The district considered the letter a threat to sue, as Gregory has sued in the past. In 2008, Gregory received $150,000 from a settlement with ACID's liability insurance company. The insurance company reasoned that fighting the lawsuit would have been more expensive, according to district board president Ron Jones. Gregory filed the lawsuit over damages to cattle operations due to a lack of water.
"If you're going to sustain agriculture, you need to irrigate more often than 14 days," said Gregory, who irrigates 20 acres in the Churn Creek bottom region.
"When I first moved here I got water every 11 to 12 days, now it's no less than 14," said Lee Ellison, who irrigates two acres in Churn Creek bottom region. "If there's a north wind, (my pasture is) dried out by the tenth day."

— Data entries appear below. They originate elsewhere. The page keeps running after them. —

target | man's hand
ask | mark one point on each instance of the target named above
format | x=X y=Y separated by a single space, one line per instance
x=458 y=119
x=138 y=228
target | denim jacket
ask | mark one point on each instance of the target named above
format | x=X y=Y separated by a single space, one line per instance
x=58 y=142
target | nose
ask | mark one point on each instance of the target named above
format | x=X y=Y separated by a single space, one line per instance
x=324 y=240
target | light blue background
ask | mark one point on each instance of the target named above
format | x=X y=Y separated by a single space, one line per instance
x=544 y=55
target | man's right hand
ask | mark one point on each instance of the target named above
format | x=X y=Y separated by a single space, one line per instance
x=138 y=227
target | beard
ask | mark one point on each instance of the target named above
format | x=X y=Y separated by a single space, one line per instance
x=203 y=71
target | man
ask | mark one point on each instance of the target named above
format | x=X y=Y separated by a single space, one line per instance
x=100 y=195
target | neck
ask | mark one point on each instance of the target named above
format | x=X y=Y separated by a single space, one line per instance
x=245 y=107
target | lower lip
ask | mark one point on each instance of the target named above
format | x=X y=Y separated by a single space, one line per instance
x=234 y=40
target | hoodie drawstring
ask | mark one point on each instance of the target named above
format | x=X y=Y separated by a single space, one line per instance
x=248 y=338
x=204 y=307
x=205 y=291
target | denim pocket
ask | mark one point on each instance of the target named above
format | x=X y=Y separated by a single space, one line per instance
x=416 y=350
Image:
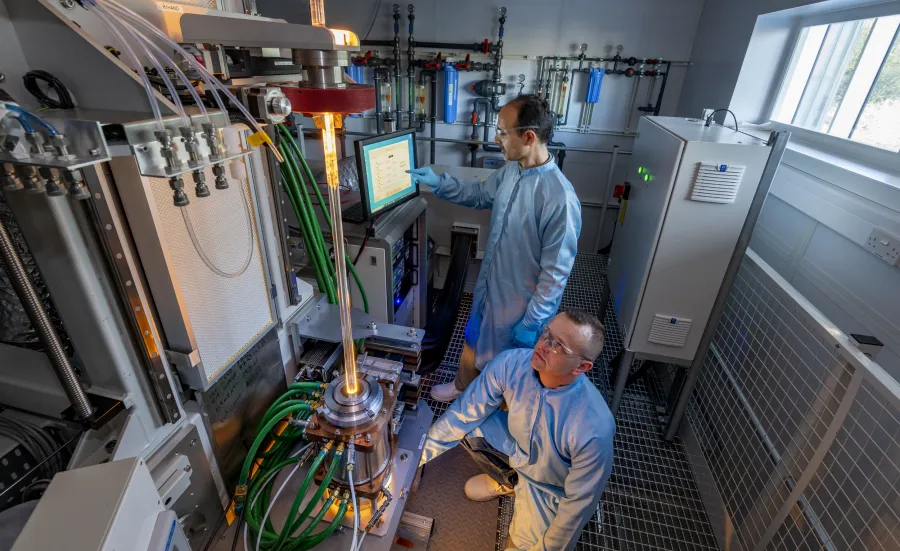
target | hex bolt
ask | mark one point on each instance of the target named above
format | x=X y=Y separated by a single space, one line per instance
x=53 y=188
x=75 y=181
x=37 y=144
x=30 y=180
x=8 y=180
x=62 y=148
x=191 y=145
x=179 y=197
x=212 y=140
x=219 y=173
x=164 y=137
x=200 y=189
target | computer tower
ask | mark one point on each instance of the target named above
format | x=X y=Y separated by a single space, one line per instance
x=393 y=264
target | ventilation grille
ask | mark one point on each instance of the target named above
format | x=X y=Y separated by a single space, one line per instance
x=717 y=183
x=669 y=331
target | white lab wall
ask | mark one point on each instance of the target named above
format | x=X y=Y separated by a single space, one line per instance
x=646 y=28
x=821 y=209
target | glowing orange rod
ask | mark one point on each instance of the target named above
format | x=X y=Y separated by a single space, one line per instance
x=340 y=258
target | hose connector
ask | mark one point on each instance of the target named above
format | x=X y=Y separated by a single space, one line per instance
x=240 y=495
x=351 y=457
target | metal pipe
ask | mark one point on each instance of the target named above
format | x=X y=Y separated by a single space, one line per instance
x=53 y=347
x=631 y=106
x=605 y=59
x=398 y=79
x=569 y=100
x=411 y=68
x=605 y=197
x=471 y=47
x=778 y=142
x=662 y=87
x=432 y=74
x=379 y=76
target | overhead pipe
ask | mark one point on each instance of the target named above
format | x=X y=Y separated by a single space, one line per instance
x=314 y=133
x=398 y=84
x=380 y=75
x=50 y=340
x=411 y=68
x=662 y=87
x=432 y=73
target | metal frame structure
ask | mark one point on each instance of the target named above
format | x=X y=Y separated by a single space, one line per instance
x=798 y=426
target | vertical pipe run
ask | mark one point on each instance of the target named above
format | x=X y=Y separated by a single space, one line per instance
x=340 y=262
x=631 y=106
x=379 y=124
x=605 y=198
x=53 y=347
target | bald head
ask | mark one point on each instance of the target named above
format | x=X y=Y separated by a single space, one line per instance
x=588 y=333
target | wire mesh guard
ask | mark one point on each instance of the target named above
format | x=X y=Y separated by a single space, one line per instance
x=219 y=268
x=801 y=458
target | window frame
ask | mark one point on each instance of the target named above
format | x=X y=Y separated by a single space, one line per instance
x=882 y=159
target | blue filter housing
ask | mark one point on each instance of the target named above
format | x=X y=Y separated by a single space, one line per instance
x=358 y=74
x=451 y=92
x=596 y=80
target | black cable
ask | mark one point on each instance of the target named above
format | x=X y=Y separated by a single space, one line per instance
x=711 y=115
x=32 y=84
x=219 y=524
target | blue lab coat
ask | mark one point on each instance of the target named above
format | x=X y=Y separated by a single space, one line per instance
x=559 y=441
x=535 y=224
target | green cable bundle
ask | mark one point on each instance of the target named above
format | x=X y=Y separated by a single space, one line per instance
x=295 y=187
x=255 y=501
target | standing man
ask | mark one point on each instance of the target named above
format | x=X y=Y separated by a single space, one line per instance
x=554 y=445
x=532 y=241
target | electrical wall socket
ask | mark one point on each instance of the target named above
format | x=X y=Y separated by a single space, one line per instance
x=885 y=246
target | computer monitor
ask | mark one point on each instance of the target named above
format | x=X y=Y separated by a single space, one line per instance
x=382 y=162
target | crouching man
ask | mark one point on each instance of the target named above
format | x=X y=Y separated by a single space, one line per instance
x=554 y=446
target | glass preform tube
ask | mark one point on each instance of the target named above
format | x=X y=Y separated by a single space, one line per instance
x=340 y=258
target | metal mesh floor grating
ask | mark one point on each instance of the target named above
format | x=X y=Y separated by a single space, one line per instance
x=652 y=500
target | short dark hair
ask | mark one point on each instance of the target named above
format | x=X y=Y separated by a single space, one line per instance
x=535 y=112
x=587 y=320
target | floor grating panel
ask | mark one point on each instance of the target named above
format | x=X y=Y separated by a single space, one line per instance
x=652 y=500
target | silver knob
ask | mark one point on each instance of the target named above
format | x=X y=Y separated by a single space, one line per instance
x=280 y=106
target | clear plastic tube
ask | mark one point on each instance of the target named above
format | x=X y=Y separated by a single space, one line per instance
x=160 y=70
x=161 y=54
x=354 y=543
x=199 y=248
x=212 y=82
x=151 y=97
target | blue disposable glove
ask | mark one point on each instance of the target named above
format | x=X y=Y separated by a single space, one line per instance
x=524 y=337
x=425 y=176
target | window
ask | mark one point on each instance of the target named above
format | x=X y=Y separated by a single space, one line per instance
x=844 y=80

"(These) customers (are) demanding to receive the same water service they had in the old days," District 5 board member Brenda Haynes said. "Although it has been explained to them numerous times, they seem to ignore that fact that ACID now operates under a 40-year contract with the Bureau of Reclamation that differs from the previous 40-year contact (which ended five years ago). This small handful of customers continues to live in the past."
Haynes added that none of the other approximately 800 ACID customers complained about the rotations.
"I have no complaints, period," Milton Jurin said on Friday of irrigating 110 acres of pasture in the Churn Creek bottom region.
Jurin also leases another 45 irrigated acres. While admitting that he deals with weeds too, Jurin reiterated that he has no complaints with the district's 14-day water rotation.
The irrigation district is required by law to provide water on an equal basis to its customers, Jones said, adding that the district cannot deliver more water to some without taking water away from others.
"Some areas are physically impossible to deliver water on less than a 14 day rotation," ACID Director Stan Wangberg said, adding that it was unclear whether there was enough water in reserve for the extra rotation.